黄金の瞬間は1978年10月15日にやってきた。偉大なるヒマラヤの大師ババ・ローケーナート・ブラフマーチャリ(1730−1890)が幻視のなかに現れたのである。私がなぜ光の道の中にあるのか、そして今後の役割が何であるか、大師はあきらかにした。
気に病んでいたたくさんのことをたずねると、大師は無限の愛と慈しみを持ってすべてのことにこたえてくれた。それから大師は私にたずねた。
「なぜおまえは書くのをやめたのか」
私は不意打ちを食らった。尊敬する師匠の対話を日誌に書き留めるのが習わしだったのに、最近やめていたことをなぜ知っているのだろうかといぶかしく思った。大師はつづけた。
「私はおまえが書いたものを読んでみた。けっこう気に入っているよ」
それから大師は長い右腕をあげ、円を描くような動作をしたあと、言った。
「書け。そして広めよ」
何年ものち私はアシュラムを去り、ヒマラヤを放浪する修行者として、聖なる合流地および古代シヴァ寺院で有名なバゲーシュワルという地に達した。そこの山の頂上でババ・ローケーナートの寺院と小さな庵室を建てた。そしてより深い熟思黙考の修行生活を開始した。
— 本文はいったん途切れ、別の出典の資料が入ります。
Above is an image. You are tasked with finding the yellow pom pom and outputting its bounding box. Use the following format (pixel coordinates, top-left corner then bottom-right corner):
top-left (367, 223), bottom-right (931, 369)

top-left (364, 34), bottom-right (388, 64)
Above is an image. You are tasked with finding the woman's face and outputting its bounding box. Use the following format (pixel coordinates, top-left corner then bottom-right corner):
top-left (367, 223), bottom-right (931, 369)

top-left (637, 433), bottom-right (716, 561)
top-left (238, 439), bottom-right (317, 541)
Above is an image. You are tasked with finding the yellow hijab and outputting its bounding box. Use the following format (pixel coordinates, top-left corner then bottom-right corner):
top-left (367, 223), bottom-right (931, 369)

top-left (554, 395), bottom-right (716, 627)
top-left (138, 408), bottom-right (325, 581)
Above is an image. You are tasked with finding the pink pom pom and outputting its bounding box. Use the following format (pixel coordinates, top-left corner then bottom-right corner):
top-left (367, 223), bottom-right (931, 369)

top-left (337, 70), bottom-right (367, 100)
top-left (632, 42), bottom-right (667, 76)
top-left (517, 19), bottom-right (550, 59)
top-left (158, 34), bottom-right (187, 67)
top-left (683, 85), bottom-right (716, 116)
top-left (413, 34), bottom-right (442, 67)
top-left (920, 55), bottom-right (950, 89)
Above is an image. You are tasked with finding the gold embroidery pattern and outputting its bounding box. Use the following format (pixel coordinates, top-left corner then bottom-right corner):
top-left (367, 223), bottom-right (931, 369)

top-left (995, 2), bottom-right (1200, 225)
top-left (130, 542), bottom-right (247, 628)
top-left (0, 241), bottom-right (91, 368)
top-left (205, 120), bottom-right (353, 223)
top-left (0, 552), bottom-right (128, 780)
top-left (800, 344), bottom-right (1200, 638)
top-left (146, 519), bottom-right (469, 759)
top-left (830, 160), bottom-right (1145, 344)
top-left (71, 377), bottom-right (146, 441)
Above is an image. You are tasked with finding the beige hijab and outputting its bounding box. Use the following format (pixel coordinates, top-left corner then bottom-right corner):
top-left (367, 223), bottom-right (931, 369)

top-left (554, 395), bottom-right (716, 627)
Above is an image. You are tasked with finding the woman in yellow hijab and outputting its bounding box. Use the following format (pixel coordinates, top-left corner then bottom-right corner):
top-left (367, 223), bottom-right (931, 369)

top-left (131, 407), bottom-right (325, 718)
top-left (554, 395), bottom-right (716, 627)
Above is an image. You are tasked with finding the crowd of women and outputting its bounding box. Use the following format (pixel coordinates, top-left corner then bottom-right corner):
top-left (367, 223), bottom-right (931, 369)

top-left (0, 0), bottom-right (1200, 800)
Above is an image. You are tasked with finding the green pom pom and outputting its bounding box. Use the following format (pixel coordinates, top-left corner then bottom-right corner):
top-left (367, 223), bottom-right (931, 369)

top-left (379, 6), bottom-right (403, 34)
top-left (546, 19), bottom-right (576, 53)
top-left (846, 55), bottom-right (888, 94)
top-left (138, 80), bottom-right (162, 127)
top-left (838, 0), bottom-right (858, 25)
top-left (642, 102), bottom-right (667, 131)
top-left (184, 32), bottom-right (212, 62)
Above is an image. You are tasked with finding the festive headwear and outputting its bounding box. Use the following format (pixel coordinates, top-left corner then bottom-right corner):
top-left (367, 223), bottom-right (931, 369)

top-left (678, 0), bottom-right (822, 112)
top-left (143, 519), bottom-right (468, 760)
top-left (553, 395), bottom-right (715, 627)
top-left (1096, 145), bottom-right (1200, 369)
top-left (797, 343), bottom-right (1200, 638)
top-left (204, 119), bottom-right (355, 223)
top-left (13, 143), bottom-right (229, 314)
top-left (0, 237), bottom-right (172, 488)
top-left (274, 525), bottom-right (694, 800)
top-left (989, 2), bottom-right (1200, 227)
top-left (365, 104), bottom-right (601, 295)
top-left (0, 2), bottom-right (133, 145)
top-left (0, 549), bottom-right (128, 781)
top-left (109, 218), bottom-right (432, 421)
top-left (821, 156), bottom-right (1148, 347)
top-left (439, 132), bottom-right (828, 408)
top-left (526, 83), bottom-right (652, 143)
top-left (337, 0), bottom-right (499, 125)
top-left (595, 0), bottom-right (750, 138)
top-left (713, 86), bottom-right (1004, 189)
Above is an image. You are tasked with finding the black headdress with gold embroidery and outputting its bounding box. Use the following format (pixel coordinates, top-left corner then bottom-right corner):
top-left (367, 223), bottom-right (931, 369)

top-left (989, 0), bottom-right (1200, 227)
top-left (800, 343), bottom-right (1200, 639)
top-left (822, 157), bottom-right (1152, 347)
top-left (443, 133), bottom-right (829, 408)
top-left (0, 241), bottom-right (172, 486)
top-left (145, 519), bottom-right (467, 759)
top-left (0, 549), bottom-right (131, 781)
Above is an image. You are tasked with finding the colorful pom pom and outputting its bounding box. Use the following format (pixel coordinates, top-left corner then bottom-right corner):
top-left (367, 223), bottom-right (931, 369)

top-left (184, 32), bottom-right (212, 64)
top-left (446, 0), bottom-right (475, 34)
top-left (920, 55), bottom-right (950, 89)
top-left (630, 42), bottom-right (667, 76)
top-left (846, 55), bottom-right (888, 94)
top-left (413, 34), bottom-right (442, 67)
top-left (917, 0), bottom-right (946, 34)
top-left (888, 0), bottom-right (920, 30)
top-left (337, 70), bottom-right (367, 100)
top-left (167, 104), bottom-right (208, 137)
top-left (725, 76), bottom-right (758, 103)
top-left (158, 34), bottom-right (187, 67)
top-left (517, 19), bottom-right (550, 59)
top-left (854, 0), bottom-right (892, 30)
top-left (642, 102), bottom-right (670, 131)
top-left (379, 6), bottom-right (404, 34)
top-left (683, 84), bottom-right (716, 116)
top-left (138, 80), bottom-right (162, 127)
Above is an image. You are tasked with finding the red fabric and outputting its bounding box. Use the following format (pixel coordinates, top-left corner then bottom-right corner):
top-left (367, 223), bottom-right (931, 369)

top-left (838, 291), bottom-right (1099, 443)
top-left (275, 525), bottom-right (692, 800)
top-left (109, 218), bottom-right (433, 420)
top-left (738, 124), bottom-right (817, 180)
ババ・ローケーナートの最初の英語の伝記を書くというインスピレーションを得たのはこのときのことである。私というみすぼらしい器を通して、マハーヨーギの教えと生涯について、神の書き手に水が流れるように闊達に書かせるというのは、ひとつの重要な体験であった。
それはたんに情報を集め、時系列に並べて本や伝記を書くというわけではなかった。私にとってそれは試練であり、精神的な修行でもあった。というのもこの本を書く過程において、大師の恩寵によって、私はババ・ローケーナートのエピソードと時代を心にはっきりと描き、このヴィジョンを何の苦労をすることもなく言葉に置き換えることができた。
大師たちがだれかを聖なる職につかせるとき、その役目をまっとうすることができるのは大師の力である。そう、私のもっとも奥深い体験がそこにあった。いかに私が「器」でありえたか、それがいかに長年望んできた、瞑想してきた内なる変化をもたらしたかを、私は感じることができた。
この本を読むとき、ババ・ローケーナートの160年もの生涯についてほとんど知られていないことを理解してほしい。彼は彼自身や奇跡を起こすすさまじいパワーを宣伝するのを好まなかったのである。しかしこの本こそは彼の存在を示すものであり、彼の聖なる力こそが出版を可能にしたのである。
この本を読むだれもが彼を取り巻く聖なる存在のオーラを感じ取るだろう。あなたがこの本を開いたのは偶然ではない。「危機に瀕したら、私を思い出してください。私があなたを救ってあげましょう」と述べる者の生涯を読んでいるのだ。彼は約束を守るだろう。あなたは試してみるといい。
彼の約束、教え、彼と接した人々の生涯、彼らが得た変化、とりわけ心の落ち着き、動物に対する無限の愛と人類に対する惜しみない慈しみをどうか読んでほしい。
あなたの人生が平和と喜びで祝福されますように。そして故郷に戻る究極の旅の障害を取り除く大師の存在を感じてください。